Birth of Lusine Zakarian (June 1, 1937) 

“When Lusine sings “Soorp, soorp,” all angels descend upon the Holy See and praise God for her singing and the grace bestowed upon her from above,” said Vazken I, Catholicos of All Armenians.  

He referred to Lusine Zakarian, one of the most celebrates voices of Armenian singing in the twentieth century, who is now most remembered for her splendid renditions of centuries-old Armenian spiritual music.  

She was born Svetlana Zakarian in Akhaltskha (Javakhk) on June 1, 1937, in a family of musicians, and studied at the local Russian school. In 1952, she moved with her family to Yerevan to pursue musical studies.
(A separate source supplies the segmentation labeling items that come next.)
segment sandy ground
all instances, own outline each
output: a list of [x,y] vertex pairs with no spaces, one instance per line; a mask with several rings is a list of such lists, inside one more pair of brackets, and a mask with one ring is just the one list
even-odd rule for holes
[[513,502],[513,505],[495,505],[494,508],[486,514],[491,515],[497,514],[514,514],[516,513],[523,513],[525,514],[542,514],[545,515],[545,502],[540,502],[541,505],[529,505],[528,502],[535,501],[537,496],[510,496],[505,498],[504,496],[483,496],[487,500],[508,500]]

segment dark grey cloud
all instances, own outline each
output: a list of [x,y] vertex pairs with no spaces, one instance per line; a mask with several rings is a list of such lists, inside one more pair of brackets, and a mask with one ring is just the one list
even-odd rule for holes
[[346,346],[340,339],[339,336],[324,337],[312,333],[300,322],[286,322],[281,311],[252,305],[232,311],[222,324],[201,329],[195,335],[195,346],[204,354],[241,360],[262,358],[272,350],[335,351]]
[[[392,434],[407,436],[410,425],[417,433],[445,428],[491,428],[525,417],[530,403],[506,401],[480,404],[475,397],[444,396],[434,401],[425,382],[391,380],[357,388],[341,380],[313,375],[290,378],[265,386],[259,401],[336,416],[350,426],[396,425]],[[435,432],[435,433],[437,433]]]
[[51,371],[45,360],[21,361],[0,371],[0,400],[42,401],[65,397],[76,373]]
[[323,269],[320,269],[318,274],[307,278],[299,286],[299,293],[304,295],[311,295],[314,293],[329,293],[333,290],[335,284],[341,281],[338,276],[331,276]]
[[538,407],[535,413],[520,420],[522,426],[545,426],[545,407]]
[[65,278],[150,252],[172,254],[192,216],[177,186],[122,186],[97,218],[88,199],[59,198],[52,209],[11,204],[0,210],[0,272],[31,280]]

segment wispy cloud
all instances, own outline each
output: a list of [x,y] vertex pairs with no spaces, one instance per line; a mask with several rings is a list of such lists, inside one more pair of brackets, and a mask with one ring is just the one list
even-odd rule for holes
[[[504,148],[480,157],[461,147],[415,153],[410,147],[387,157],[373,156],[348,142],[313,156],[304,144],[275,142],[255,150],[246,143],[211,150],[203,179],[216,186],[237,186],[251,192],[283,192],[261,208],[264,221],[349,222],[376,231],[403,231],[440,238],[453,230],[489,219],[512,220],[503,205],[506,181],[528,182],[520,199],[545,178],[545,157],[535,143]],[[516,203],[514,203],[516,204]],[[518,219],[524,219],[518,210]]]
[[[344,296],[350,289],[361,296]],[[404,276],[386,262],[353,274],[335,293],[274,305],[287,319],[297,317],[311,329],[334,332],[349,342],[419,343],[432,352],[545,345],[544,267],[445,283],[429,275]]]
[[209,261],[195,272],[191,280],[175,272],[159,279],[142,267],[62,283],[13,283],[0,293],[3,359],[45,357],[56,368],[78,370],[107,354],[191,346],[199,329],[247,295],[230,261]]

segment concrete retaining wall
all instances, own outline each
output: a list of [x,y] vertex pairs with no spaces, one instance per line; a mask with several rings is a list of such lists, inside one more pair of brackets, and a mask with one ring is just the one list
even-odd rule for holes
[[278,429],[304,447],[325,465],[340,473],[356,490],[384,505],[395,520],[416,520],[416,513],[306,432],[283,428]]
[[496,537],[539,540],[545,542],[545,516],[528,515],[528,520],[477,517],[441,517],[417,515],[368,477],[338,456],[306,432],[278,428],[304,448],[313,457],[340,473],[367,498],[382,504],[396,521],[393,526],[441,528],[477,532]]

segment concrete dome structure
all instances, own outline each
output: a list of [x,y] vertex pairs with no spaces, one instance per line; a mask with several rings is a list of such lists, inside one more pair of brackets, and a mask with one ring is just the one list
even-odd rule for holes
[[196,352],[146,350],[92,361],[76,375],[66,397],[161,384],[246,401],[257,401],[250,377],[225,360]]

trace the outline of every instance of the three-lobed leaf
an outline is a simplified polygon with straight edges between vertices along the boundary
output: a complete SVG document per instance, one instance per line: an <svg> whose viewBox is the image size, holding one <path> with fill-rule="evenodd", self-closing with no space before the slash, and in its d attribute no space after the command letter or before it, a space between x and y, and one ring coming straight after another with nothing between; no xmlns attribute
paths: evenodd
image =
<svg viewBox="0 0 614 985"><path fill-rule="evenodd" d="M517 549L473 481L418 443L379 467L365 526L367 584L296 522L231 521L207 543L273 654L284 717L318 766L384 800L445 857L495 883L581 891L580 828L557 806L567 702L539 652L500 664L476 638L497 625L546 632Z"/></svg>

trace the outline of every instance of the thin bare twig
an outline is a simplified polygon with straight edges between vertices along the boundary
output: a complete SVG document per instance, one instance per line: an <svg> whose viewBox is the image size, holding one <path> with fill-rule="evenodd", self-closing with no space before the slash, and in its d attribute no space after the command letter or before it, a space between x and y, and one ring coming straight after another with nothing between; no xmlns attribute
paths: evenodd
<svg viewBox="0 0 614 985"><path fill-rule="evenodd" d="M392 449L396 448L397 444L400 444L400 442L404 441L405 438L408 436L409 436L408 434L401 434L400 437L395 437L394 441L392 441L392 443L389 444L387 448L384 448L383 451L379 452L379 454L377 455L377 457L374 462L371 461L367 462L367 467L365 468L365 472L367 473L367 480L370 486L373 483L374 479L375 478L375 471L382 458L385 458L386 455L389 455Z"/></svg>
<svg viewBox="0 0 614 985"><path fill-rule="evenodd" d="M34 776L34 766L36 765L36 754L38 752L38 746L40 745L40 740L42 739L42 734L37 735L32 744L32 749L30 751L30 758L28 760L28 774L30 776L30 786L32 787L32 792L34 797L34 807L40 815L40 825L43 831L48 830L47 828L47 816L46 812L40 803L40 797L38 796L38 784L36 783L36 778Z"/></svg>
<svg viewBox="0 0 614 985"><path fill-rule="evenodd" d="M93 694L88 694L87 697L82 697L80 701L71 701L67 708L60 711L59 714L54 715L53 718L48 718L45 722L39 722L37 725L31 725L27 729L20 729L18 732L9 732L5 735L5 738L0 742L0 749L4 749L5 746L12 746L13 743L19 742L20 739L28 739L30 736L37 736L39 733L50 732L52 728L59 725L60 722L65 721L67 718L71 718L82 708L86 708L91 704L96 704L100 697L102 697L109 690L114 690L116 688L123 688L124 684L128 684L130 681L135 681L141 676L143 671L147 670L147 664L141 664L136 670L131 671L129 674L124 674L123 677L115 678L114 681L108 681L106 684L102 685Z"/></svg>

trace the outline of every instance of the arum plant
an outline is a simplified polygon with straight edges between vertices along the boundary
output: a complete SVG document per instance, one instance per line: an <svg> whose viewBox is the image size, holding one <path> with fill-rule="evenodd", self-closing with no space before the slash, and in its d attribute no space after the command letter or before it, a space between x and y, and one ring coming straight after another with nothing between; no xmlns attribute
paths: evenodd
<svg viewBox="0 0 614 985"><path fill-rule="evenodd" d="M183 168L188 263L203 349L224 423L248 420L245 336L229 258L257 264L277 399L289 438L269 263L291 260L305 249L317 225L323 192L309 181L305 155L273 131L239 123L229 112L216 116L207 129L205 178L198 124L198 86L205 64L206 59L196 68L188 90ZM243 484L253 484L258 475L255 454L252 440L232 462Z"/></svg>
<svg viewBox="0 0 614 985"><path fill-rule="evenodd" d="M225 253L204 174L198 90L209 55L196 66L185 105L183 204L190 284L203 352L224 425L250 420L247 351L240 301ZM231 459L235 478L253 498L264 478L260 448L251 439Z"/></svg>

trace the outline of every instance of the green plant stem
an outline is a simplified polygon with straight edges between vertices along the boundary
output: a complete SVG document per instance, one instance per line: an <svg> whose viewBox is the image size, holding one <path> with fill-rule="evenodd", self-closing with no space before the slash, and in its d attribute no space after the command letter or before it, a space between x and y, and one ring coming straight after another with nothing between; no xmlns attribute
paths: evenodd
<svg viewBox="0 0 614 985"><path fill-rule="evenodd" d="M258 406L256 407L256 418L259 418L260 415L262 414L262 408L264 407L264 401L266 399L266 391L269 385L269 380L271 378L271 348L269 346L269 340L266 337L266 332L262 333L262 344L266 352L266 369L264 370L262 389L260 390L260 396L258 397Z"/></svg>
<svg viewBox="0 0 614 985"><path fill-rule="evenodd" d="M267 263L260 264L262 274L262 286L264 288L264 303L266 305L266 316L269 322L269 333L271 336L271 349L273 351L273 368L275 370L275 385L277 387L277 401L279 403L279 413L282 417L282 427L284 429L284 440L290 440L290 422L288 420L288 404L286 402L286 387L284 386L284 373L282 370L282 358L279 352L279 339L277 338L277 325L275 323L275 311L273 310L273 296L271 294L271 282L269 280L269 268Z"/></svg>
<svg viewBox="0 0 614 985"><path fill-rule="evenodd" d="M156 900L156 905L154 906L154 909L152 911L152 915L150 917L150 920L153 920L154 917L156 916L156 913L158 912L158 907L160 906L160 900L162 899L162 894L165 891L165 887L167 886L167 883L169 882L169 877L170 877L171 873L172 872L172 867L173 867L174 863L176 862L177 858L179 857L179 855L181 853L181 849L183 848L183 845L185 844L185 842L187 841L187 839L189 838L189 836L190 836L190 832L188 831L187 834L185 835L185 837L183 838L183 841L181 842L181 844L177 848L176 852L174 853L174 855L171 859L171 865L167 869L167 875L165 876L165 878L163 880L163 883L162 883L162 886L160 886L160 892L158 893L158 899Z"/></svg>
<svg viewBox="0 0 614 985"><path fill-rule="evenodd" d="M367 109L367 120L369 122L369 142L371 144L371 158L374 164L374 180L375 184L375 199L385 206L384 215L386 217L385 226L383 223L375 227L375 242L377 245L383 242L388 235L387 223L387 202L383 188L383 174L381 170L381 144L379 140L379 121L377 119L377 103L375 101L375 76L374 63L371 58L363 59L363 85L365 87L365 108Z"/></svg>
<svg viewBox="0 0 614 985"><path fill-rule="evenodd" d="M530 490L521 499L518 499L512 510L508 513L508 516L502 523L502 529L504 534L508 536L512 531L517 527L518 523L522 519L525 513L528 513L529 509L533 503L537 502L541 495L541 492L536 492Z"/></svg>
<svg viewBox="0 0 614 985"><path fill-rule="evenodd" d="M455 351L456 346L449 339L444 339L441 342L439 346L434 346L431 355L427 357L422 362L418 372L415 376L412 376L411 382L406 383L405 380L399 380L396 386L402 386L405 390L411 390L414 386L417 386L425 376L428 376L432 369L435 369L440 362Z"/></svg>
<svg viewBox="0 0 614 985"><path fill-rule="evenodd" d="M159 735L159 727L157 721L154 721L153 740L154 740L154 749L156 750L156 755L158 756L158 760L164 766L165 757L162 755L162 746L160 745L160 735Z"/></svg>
She attended the Romanos Melikian secondary music school from 1953-1957. Then she entered the Yerevan State Musical Conservatory in 1957 and her singing talent soon became apparent. 

From 1959 to 1992 Lusine Zakarian was a soloist of the choir at St. Etchmiadzin Cathedral and soloist of the Armenian Philharmonia from 1965 onwards. She earned important distinctions from a young age; in 1967 she became Emeritus Artist of Armenia and in 1972, Popular Artist. From 1970 to 1983, Zakarian was a soloist with the symphony orchestra of Armenian TV and Radio. She is now most remembered for her splendid renditions of centuries-old Armenian spiritual music. She was also known for singing the international opera repertoire as well as Armenian traditional and church music. She won the State Prize of Armenia in 1979. 

Zakarian had many presentations in Moscow, Leningrad, Paris, and Marseilles as soloist with the Armenian State Academic Choir in the 1960s and 1970s, and also gave concerts in the United States, Canada, Argentina, Great Britain, France, Italy, Germany, Austria, Poland, the Netherlands, the former Soviet Union and various countries of the Near East. 

In 1968, Lusine Zakarian married the former priest Khoren Palian, also a noted singer of church music. She died in Yerevan on December 30, 1992, at the age of 55, and was buried at St. Gayane Church in Etchmiadzin.